A Jan le gustaría preguntarle sobre eso, pero Carl es más rápido.

—¿Has hecho la entrega?

—¿Qué entrega?

—El paquete.

Carl cabecea hacia el hospital, hacia la sala de visitas, y Jan comprende. Carl sabe que él forma parte de la cadena. No tiene por qué negarlo.

—Sí —responde—. Ya he estado allí arriba.

—De acuerdo, luego iré a buscarlo —contesta Carl—. Cuando todo se haya calmado.

—¿Qué ha ocurrido?

—Un cuatro-cuatro.

—¿Eso es… una fuga?

—Claro —responde Carl—. Pero no pudo traspasar la verja… y al final lo pillamos.

—¿Qué vais a hacer? —pregunta Jan.

—Nos encargaremos de ello. Entra. Vete a la cama.

Jan asiente. Está a punto de darse la vuelta cuando el guardia añade:

—Tendremos que dejarlo.

Parece hablar consigo mismo, pero Jan se detiene y pregunta:

—¿Te refieres a las cartas?

Carl afirma con la cabeza.

—A todo… Se nos está yendo de las manos.

—¿Cómo?

Pero Carl no responde. Se dirige hacia la verja y desaparece en la oscuridad.

37

Jan se despierta a las cinco, mucho antes de que lo hagan los niños. Apenas ha conseguido dormir un par de horas, y ha tenido desagradables pesadillas. Ha soñado con un lago cuyo fondo cenagoso le atrapaba las piernas. Por más que luchaba y luchaba, no lograba liberarse.

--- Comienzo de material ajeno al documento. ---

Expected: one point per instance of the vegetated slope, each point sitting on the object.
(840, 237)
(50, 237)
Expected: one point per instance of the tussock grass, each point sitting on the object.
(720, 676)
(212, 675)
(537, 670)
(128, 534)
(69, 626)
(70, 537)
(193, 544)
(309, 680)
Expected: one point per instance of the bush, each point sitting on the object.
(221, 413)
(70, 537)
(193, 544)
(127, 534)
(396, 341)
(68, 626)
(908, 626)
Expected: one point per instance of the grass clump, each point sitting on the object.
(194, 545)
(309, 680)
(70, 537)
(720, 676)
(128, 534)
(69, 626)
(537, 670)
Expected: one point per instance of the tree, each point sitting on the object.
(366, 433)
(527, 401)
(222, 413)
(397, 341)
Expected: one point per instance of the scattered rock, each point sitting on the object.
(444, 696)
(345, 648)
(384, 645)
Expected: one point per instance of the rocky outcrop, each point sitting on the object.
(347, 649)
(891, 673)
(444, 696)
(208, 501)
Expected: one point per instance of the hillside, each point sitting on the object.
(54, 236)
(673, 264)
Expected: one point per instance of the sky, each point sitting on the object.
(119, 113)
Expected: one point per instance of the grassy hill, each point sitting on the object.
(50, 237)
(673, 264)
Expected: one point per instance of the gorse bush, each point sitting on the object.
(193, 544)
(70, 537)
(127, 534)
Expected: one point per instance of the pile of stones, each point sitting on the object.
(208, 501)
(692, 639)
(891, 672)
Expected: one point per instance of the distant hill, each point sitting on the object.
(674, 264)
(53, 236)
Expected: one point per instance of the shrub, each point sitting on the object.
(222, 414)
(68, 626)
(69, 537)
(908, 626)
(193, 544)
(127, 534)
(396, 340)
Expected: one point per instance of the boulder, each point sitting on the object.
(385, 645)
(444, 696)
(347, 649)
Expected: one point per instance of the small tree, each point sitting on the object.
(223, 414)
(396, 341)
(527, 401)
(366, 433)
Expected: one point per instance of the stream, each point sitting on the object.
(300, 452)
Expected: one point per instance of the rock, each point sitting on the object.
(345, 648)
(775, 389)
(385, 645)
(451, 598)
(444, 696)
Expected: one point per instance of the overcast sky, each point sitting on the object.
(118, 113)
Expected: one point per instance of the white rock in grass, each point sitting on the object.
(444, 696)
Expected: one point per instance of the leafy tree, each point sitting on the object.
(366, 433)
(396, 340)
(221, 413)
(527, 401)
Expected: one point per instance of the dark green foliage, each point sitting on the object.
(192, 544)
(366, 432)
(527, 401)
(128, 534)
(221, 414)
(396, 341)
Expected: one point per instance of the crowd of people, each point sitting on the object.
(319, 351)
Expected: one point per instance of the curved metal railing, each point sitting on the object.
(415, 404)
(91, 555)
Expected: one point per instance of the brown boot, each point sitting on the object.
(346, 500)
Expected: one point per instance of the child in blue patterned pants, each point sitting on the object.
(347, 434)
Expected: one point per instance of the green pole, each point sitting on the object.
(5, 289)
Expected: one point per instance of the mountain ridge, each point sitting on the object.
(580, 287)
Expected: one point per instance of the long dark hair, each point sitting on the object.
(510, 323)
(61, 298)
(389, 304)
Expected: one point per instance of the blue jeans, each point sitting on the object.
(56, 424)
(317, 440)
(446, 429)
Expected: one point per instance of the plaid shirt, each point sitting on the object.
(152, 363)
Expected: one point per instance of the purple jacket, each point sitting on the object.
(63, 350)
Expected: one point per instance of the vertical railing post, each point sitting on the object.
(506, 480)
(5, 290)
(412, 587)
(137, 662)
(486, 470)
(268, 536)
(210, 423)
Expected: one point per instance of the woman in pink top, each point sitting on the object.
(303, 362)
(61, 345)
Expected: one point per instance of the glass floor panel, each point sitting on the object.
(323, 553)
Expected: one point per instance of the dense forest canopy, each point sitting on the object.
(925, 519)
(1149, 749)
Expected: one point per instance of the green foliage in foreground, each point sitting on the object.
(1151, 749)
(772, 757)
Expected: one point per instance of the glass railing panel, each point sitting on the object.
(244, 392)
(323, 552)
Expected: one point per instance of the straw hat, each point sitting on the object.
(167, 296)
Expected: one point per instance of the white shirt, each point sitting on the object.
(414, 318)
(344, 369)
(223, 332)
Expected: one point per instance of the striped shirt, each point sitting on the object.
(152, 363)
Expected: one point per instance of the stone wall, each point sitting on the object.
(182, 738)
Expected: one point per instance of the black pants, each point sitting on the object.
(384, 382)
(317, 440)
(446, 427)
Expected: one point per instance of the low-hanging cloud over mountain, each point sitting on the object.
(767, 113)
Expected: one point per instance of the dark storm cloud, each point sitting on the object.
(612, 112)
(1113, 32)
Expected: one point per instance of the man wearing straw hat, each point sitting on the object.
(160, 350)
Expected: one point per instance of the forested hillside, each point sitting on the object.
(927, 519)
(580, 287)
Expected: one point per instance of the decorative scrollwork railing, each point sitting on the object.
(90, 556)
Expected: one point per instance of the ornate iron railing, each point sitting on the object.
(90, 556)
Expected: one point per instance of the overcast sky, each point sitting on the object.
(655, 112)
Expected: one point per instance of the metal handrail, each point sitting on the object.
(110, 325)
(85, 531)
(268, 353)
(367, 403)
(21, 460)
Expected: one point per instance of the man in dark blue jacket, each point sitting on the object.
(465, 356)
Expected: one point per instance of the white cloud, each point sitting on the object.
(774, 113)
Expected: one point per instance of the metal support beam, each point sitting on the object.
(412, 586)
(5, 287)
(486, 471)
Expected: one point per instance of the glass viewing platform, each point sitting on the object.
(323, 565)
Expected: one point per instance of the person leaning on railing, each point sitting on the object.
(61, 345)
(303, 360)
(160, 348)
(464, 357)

Marie-Louise entra en la escuela infantil a las siete y media, y él le cuenta lo ocurrido. Lo poco que sabe.

—¿Una fuga?

Su jefa se muestra horrorizada por la noticia.

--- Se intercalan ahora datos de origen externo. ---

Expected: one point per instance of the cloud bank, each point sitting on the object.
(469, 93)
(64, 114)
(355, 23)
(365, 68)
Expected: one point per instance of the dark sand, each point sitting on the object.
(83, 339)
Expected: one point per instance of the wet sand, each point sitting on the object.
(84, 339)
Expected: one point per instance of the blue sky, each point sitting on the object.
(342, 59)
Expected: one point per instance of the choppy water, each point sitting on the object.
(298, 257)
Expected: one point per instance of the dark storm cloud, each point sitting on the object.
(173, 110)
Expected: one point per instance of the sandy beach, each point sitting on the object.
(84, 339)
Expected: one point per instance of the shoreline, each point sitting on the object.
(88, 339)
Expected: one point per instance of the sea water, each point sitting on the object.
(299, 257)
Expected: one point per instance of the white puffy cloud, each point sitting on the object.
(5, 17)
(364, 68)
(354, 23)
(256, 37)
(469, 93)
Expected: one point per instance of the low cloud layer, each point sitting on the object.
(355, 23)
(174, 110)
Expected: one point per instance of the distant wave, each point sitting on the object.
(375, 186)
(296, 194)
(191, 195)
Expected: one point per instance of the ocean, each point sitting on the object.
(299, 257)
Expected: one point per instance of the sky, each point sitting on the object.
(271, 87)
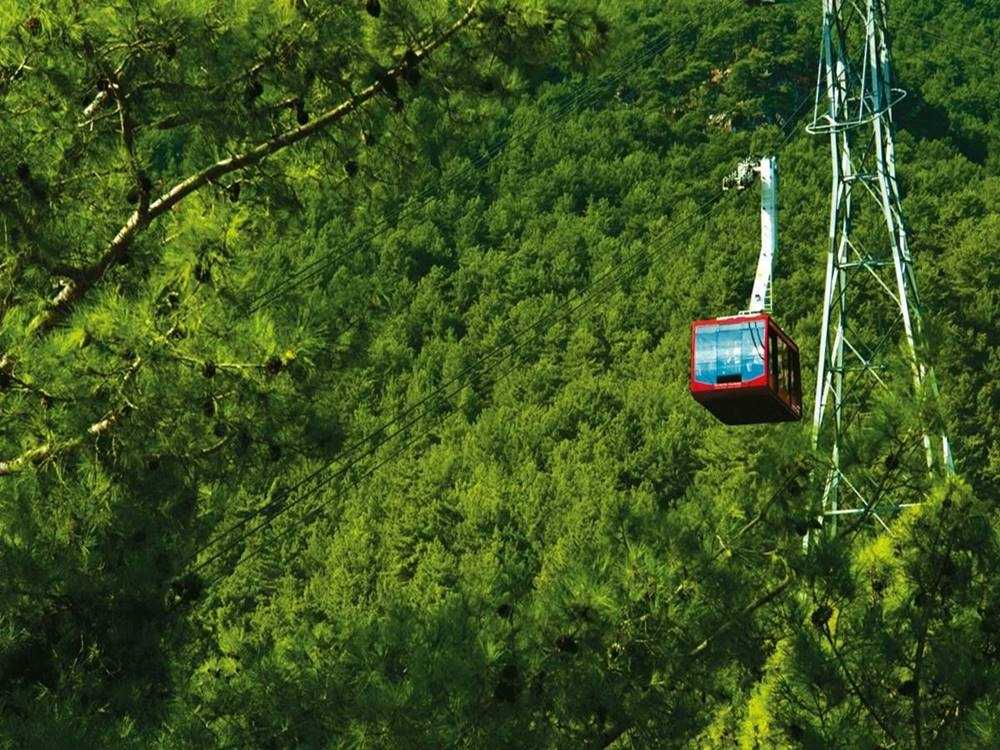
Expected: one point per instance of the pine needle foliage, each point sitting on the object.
(343, 358)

—Un intento, por lo menos.

En su mente la noche se ha vuelto neblinosa.

—Me enteraré de qué ha pasado —dice Marie-Louise.

A continuación Calvero se pone en marcha, y comienzan los juegos y las entregas de niños; tras el almuerzo, mientras los niños descansan, Marie-Louise convoca al personal a una reunión informativa.

Jan se sienta a la mesa. Está preparado para todo.

—Ha llegado una nota de la dirección del hospital —anuncia—. Han decidido cerrar Calvero por las noches.